Lia tidak menjawab apapun, badannya tidak dapat merasakan apapun seakan-akan dia sudah pergi. Akankah kisah hidupnya berakhir seperti ini? Jika memang iya maka Lia akan meminta maaf kepada Faiz. Selama ini Lia telah banyak melakukan kesalahan kepada suaminya, setiap hari Lia selalu menorehkan rasa sakit.

"Oliv." kata Lia terbata-bata, "Ha...habib."

"Apa kak?" tanya Oliv masih sesenggukan, dalam hati Oliv memberikan sumpah serapah kepada pihak rumah sakit yang terlalu lama mengirimkan ambulans.

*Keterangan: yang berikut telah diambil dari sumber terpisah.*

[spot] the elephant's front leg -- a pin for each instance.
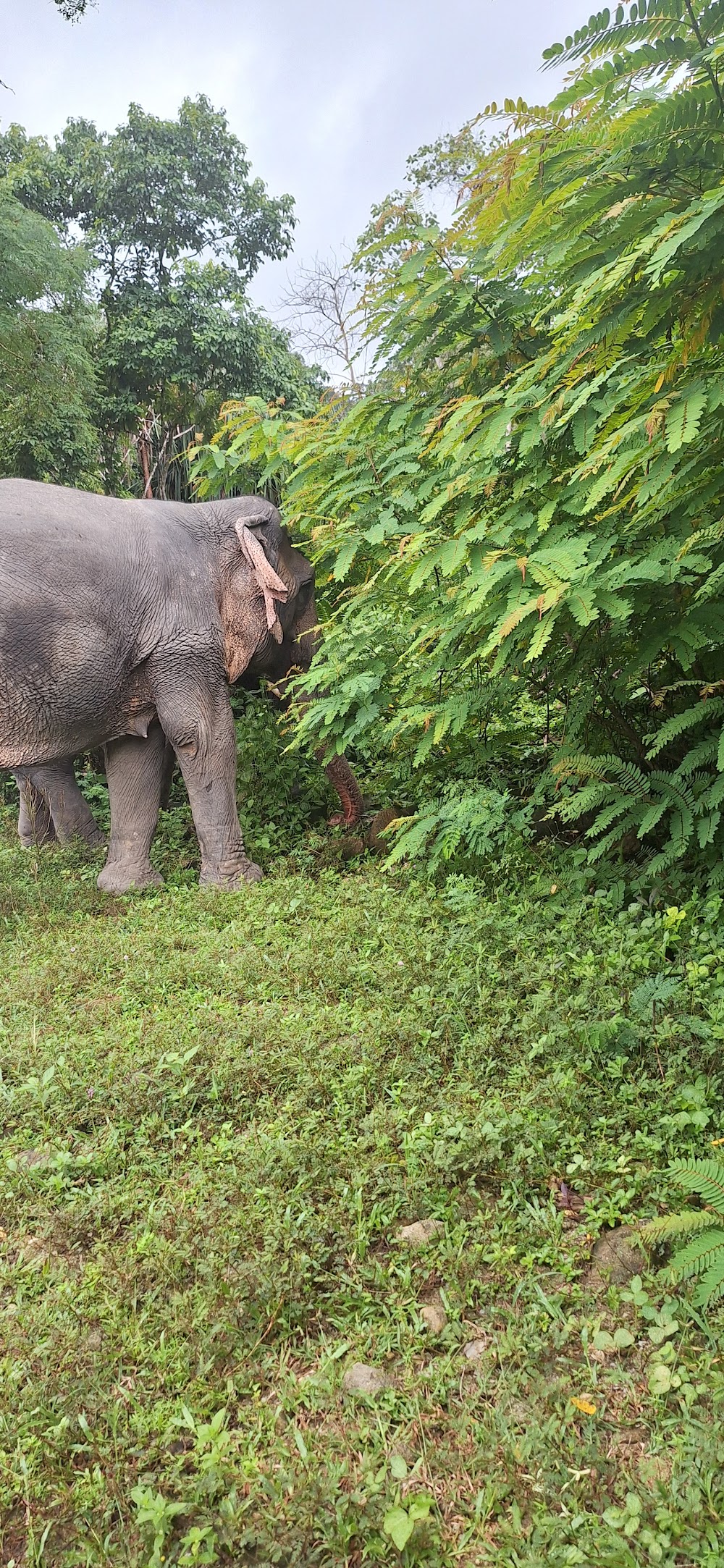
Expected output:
(135, 770)
(207, 756)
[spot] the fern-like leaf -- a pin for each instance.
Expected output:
(706, 1178)
(699, 1255)
(668, 1225)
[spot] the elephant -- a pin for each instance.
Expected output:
(54, 808)
(121, 625)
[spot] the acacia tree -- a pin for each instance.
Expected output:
(530, 499)
(176, 228)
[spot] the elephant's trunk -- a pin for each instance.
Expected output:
(342, 777)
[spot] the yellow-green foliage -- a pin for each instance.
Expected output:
(534, 489)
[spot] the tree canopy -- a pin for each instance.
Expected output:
(521, 524)
(173, 229)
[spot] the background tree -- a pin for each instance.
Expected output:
(48, 339)
(323, 313)
(524, 513)
(174, 228)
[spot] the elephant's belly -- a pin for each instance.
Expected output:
(41, 726)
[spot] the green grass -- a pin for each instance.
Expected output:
(216, 1113)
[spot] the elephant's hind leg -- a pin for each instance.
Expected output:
(52, 806)
(135, 770)
(35, 824)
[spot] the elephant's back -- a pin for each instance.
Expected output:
(60, 516)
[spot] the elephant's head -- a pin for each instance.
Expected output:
(269, 613)
(269, 609)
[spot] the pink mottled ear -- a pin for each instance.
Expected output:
(267, 578)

"Maaf." kata Lia dengan nafas tersenggal.

"Harusnya Oliv yang minta maaf, aku yang salah." tangis Oliv semakin menjadi. "Kakak harus kuat ya, bentar lagi ambulansnya dateng."

Oliv terus berusaha mengajak Lia berbicara, dia tidak mau jika Lia sampai hilang kesadarannya. Sesekali dia menepuk pipi Lia pelan, profesinya sebagai dokter seakan tidak berguna jika menghadapi orang yang dianggap sebagai keluarganya sendiri.

Sedangkan Lia, semakin lama matanya semakin berat. Sepertinya Lia sudah tidak kuat untuk bertahan, berkali-kali matanya ingin terpejam namun Oliv selalu mencegahnya. Yang Lia rasakan sekarang adalah tubuhnya yang semakin dingin, mungkin ini karena efek darahnya yang terkuras habis.

Oliv mendekati telinganya ke mulut Lia saat melihat kakak kelasnya itu terus mengucapkan sesuatu yang tidak didengarnya.

"Tolong bilangin ke habib, maaf." kata Lia terbata-bata, "Se...selamat tinggal."

Ucapan itu adalah kalimat terakhirnya sebelum Lia menutup kedua matanya rapat.

°°°
Tidak ada yang tau sampai kapan manusia akan bertahan di dunia ini. Maka ikhlaskanlah aku jika harus pergi lebih dulu.

Lia Farzana
°°°

Assalamualaikum readers😊
Aduh itu kesian banget ya Lianya:( terus apa kabar Faiz? Maafkan aku yang gak munculin Faiz disini😂

Btw tadi yang sayang-sayangan sama Lia siapa ya? Apa mungkin dia selingkuh?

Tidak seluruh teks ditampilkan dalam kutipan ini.